Dimension tables- Fundamental of Datawarehouse

Dimension table contain descriptive information.

Types of dimensions

There are three types of dimensions

Junk dimension
Conformed dimension
SCD or CDC dimension(Slowly changing dimension or Changed data capture)

Junk Dimension:

Data’s which are not useful for clients is called junk dimension.

Ex: Flags, Row inserted by user etc

Conformed dimension:

If dimension is connected with multiple facts then it is called as conformed dimension.

Ex: Time

SCD or CDC:

Example: If say a person is changed from BTM to Silk board the changed values is inserted in the table.

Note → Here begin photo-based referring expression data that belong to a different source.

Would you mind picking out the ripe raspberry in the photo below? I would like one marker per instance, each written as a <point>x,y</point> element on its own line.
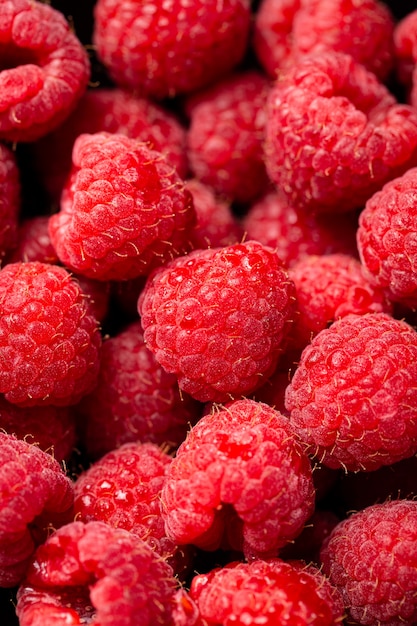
<point>226,135</point>
<point>286,29</point>
<point>49,427</point>
<point>49,344</point>
<point>35,494</point>
<point>217,318</point>
<point>267,592</point>
<point>45,70</point>
<point>371,558</point>
<point>123,211</point>
<point>387,239</point>
<point>112,111</point>
<point>275,222</point>
<point>123,489</point>
<point>335,135</point>
<point>163,50</point>
<point>216,226</point>
<point>328,288</point>
<point>353,397</point>
<point>93,572</point>
<point>134,399</point>
<point>241,464</point>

If anything is changed in the source that values, we are loading in to the target this is known as SCD or CDC.

CRITICAL COLUMN: If values are changing according to the time such columns is called critical column.

Types of SCD:

SCD1 or TYPE1: Here only current value will be present in the dimension table. Here in SCD1 is going to overwrite on previous values.

SCD1 contains only current information, if anything changes in the source the changed value overwrites on the target so that SCD1 contains only current information.

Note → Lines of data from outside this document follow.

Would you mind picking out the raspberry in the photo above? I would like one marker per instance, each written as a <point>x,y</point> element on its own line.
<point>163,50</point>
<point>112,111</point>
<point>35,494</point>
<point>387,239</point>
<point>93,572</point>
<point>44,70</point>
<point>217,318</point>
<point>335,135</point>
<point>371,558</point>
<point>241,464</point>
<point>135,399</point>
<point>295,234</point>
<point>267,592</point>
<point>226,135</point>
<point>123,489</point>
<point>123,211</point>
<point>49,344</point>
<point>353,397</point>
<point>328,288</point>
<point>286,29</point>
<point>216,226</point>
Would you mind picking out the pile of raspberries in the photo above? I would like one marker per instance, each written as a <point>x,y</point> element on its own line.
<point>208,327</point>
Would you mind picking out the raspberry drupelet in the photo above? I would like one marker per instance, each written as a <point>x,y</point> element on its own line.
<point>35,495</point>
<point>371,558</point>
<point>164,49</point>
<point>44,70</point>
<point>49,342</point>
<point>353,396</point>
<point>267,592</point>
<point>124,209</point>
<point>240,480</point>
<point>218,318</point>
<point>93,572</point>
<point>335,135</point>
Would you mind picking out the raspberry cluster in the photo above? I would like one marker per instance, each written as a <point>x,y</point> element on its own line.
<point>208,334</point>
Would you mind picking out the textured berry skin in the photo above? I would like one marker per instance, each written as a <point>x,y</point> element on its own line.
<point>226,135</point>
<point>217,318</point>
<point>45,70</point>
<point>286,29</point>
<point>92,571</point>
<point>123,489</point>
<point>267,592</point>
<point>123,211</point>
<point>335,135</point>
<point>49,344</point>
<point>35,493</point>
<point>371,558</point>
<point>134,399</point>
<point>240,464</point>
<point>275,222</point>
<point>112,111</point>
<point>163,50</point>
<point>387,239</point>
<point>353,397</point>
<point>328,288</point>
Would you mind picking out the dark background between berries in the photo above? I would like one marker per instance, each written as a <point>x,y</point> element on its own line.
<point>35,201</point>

We can analyze only current data.

SCD2: (SLOWLY GROWING TARGET)

If anything is changed in source then SCD contains both previous and current information.

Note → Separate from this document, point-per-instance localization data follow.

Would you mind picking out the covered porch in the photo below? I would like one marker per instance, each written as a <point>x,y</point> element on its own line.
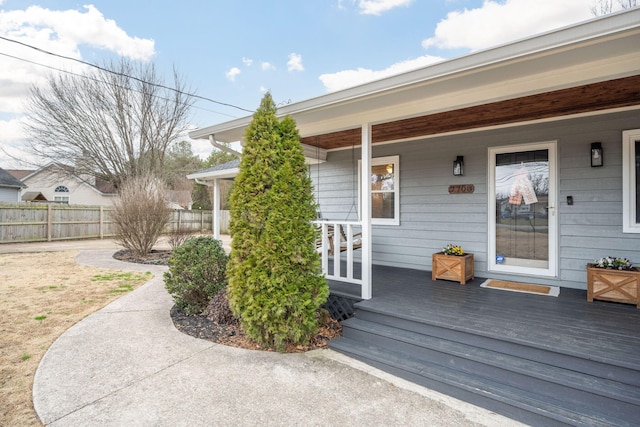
<point>538,359</point>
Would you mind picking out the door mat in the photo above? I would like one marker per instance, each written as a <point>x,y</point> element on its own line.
<point>527,288</point>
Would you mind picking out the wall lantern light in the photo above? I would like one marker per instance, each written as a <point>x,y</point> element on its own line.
<point>596,154</point>
<point>458,166</point>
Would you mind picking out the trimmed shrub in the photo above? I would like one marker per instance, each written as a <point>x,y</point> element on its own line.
<point>197,272</point>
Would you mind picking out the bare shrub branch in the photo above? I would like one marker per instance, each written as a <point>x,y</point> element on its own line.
<point>179,235</point>
<point>141,213</point>
<point>111,125</point>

If anything is changed in source then new row is inserted into a target, which contains both previous and current information.
Using this we can analyze complete data

Example: Say A person is moving from BTM to SLK BOARD in 2011 and then again he is moving to YELHANKA in 2012, This changes has to be entered even at destination.
Using SCD 2, a new row is inserted to maintain the records at target as shown in figure below:

DIMENSION TABLE:

CUSTOMER ID	CUSTOMER NAME	CUSTOMER ADDRESS	YEAR
100	RAM	BTM	2010
100	RAM	SLK BOARD	2011
100	RAM`	YELHANKA	2012

The target table size slowly increases so that it is also called as SLOWLY GROWING TARGET.

TYPES OF SCD2:

It has got 3 types

SCD2 WITH VERSION NUMBER

SCD2 WITH FLAG

SCD2 WITH DATE RANGE

SCD2 WITH VERSION NUMBER: -

CUSTOMER ID	CUSTOMER NAME	CUSTOMER ADDRESS	VERSION
100	RAM	BTM	1.0
100	RAM	SLK BOARD	1.1
100	RAM`	YELHANKA	1.2

SCD2 WITH FLAG: -

CUSTOMER ID	CUSTOMER NAME	CUSTOMER ADDRESS	FLAG
100	RAM	BTM	0
100	RAM	SLK BOARD	0
100	RAM`	YELHANKA	1

Here ‘0’ represents previous values and ‘1’ represents current value.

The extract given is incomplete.